25 Wash. App. 202 | Wash. Ct. App. | 1980

Reed, C.J.

Elizabeth Maxwell received a partial disability award from the Department of Labor and Industries (Department). The award was affirmed by the Board of Industrial Insurance Appeals (Board). Thereafter Maxwell appealed to the Superior Court where she received an increase in the percentage of disability. Maxwell appeals from the Superior Court's refusal to assess her attorney and expert witness fees against her self-insured employer, St. Regis Paper Company (St. Regis). We affirm.

The sole issue on appeal concerns the interpretation of RCW 51.52.130, which reads as follows:

Attorney and witness fees in court appeal. If, on appeal to the court from the decision and order of the board, said decision and order is reversed or modified and additional relief is granted to a worker or beneficiary, or in cases where a party other than the worker or beneficiary is the appealing party and the worker's or beneficiary's right to relief is sustained by the court, a reasonable fee *204for the services of the worker's or beneficiary's attorney shall be fixed by the court. In fixing the fee the court shall take into consideration the fee or fees, if any, fixed by the director and the board for such attorney's services before the department and the board. If the court finds that the fee fixed by the director or by the board is inadequate for services performed before the department or board, or if the director or the board has fixed no fee for such services, then the court shall fix a fee for the attorney's services before the department, or the board, as the case may be, in addition to the fee fixed for the services in the court. If the decision and order of the board is reversed or modified and if the accident fund is affected by the litigation then the attorney's fee fixed by the court for services before the court only, and the fees of medical and other witnesses and the costs shall be payable out of the administrative fund of the department.

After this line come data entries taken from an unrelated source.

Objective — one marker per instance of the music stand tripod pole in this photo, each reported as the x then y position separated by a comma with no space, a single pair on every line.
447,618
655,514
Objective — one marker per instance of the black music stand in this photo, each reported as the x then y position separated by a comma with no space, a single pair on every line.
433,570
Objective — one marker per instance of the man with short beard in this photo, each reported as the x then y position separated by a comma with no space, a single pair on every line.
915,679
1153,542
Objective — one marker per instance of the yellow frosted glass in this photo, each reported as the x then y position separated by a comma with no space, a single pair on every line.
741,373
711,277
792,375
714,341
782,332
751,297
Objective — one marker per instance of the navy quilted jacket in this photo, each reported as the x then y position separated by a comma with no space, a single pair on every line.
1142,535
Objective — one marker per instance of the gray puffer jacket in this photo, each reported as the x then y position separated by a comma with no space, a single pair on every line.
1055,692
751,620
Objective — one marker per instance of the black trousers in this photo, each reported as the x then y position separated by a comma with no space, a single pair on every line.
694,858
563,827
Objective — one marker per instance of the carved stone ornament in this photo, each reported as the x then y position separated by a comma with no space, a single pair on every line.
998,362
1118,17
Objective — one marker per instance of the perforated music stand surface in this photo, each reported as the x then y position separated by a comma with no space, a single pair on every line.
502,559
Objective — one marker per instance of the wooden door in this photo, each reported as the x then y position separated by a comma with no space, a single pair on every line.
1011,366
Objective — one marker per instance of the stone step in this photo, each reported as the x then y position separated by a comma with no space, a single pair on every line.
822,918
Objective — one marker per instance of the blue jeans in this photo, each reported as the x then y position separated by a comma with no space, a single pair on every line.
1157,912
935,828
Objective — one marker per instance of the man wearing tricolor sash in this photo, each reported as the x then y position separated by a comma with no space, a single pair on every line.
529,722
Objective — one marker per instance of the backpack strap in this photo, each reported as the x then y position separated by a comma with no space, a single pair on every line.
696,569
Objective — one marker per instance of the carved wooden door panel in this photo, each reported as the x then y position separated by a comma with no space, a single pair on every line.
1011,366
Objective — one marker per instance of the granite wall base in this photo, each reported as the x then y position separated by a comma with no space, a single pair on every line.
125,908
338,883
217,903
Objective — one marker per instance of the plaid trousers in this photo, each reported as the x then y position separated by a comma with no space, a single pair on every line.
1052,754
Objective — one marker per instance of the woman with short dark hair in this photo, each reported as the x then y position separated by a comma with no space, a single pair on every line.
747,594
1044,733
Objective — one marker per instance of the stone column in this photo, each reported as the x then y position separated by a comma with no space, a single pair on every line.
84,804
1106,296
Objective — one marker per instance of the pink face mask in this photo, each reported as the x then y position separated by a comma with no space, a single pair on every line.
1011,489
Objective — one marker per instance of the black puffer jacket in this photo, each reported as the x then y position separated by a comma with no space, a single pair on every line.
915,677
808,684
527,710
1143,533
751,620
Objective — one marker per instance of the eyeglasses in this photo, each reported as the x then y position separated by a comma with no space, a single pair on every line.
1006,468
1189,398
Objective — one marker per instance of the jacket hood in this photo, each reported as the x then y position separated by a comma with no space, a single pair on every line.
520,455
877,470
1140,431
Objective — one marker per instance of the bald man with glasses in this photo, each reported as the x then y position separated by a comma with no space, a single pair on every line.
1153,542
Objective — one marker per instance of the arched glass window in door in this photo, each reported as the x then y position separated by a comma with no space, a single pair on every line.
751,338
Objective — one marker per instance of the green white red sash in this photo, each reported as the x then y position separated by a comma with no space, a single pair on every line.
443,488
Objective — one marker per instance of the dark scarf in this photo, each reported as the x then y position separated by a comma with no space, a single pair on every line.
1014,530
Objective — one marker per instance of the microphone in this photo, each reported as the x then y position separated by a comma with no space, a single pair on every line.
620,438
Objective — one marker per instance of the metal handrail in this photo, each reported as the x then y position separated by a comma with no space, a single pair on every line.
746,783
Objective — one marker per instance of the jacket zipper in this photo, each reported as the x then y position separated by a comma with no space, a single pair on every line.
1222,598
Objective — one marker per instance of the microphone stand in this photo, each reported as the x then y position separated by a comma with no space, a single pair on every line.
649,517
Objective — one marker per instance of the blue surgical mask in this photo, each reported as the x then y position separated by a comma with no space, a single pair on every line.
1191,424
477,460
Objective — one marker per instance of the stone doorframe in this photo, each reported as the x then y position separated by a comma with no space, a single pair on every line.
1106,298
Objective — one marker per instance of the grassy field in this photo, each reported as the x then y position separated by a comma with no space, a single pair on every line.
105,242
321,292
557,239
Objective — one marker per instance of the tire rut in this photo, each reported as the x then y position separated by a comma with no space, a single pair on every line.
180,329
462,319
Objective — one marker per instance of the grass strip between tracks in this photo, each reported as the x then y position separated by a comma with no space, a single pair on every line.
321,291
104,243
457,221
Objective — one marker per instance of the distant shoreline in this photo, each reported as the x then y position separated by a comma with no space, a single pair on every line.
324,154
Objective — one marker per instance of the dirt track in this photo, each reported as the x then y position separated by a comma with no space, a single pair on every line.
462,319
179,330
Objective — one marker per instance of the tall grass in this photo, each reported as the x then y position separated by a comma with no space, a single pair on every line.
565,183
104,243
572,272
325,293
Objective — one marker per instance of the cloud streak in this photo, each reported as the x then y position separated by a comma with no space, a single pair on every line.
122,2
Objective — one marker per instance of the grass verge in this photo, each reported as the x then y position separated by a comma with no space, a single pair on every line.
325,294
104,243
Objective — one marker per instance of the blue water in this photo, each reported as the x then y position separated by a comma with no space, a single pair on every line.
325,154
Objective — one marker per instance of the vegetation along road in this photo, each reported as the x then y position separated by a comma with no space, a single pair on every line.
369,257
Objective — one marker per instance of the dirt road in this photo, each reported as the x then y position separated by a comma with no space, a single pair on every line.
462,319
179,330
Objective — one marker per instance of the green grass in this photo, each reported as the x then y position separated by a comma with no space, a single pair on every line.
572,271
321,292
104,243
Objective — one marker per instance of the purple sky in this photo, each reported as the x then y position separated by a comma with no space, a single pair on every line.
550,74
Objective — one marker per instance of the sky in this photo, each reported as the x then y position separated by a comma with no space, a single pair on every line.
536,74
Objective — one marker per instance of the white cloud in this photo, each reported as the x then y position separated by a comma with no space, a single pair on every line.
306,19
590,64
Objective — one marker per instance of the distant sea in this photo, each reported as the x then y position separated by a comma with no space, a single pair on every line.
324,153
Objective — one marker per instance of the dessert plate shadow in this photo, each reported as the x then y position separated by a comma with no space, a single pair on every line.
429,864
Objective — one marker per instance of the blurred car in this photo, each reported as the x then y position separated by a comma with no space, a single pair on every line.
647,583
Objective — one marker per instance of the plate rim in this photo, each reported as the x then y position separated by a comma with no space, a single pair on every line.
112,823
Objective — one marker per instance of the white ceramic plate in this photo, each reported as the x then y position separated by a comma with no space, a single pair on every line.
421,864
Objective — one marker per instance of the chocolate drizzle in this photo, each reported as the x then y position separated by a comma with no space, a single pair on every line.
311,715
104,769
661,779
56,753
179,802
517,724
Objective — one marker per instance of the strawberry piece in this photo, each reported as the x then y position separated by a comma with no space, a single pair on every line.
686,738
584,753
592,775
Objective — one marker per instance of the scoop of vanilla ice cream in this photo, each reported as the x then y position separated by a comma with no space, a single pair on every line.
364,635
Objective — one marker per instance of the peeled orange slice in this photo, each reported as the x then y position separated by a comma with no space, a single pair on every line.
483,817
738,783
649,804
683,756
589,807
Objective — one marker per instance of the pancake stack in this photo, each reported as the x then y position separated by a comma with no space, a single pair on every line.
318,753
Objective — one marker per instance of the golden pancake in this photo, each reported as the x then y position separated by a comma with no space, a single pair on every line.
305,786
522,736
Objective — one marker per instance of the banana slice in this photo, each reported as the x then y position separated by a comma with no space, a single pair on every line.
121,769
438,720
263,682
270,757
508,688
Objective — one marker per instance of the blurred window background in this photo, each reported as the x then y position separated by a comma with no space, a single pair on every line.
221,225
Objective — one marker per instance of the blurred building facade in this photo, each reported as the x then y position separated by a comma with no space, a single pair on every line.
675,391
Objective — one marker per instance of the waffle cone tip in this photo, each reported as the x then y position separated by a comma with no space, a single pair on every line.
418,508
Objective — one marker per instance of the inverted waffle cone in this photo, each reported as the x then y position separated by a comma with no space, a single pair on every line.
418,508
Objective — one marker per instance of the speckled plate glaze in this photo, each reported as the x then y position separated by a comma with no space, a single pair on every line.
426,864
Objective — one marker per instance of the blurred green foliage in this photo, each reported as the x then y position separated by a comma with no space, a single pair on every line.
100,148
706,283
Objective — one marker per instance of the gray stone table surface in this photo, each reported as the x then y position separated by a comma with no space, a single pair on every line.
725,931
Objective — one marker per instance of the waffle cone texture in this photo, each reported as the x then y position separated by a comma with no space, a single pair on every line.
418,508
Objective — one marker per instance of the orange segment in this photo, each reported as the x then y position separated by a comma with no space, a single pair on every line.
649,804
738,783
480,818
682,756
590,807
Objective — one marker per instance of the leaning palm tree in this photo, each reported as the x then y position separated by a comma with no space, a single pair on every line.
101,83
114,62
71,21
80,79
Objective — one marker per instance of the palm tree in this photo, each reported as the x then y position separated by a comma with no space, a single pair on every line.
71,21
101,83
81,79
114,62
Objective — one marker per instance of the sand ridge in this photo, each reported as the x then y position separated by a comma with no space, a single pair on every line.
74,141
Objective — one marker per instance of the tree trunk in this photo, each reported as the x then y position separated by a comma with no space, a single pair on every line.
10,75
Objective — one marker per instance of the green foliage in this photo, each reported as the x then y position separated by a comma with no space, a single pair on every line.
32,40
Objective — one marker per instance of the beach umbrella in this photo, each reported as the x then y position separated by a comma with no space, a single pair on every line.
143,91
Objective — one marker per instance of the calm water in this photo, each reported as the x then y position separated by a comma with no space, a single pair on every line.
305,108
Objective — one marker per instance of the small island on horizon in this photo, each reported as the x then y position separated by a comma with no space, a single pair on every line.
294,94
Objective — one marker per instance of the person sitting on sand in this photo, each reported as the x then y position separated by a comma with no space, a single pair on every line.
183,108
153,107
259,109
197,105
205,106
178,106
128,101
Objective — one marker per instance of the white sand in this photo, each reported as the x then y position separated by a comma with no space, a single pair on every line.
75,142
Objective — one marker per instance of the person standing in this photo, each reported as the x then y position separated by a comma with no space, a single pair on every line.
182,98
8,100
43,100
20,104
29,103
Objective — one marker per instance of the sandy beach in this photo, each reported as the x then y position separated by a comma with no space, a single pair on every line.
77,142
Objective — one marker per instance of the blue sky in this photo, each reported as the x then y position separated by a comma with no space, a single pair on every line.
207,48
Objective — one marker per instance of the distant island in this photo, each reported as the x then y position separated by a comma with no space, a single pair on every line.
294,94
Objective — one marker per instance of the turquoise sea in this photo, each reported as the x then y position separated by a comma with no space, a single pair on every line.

(Italics, ours.) Maxwell concedes that the statute does not explicitly provide for charging any employer, whether self-insured or state-insured, with payment of an injured worker's fees. Her primary contention is that, because self-insured employers may be required to deposit cash or securities with the Department to guarantee payment of worker benefits and administrative assessments, RCW 51.14.020(2), this "escrow account" is analogous to the "accident fund," and is affected by her increased award, thus entitling her to fees from her employer. We disagree.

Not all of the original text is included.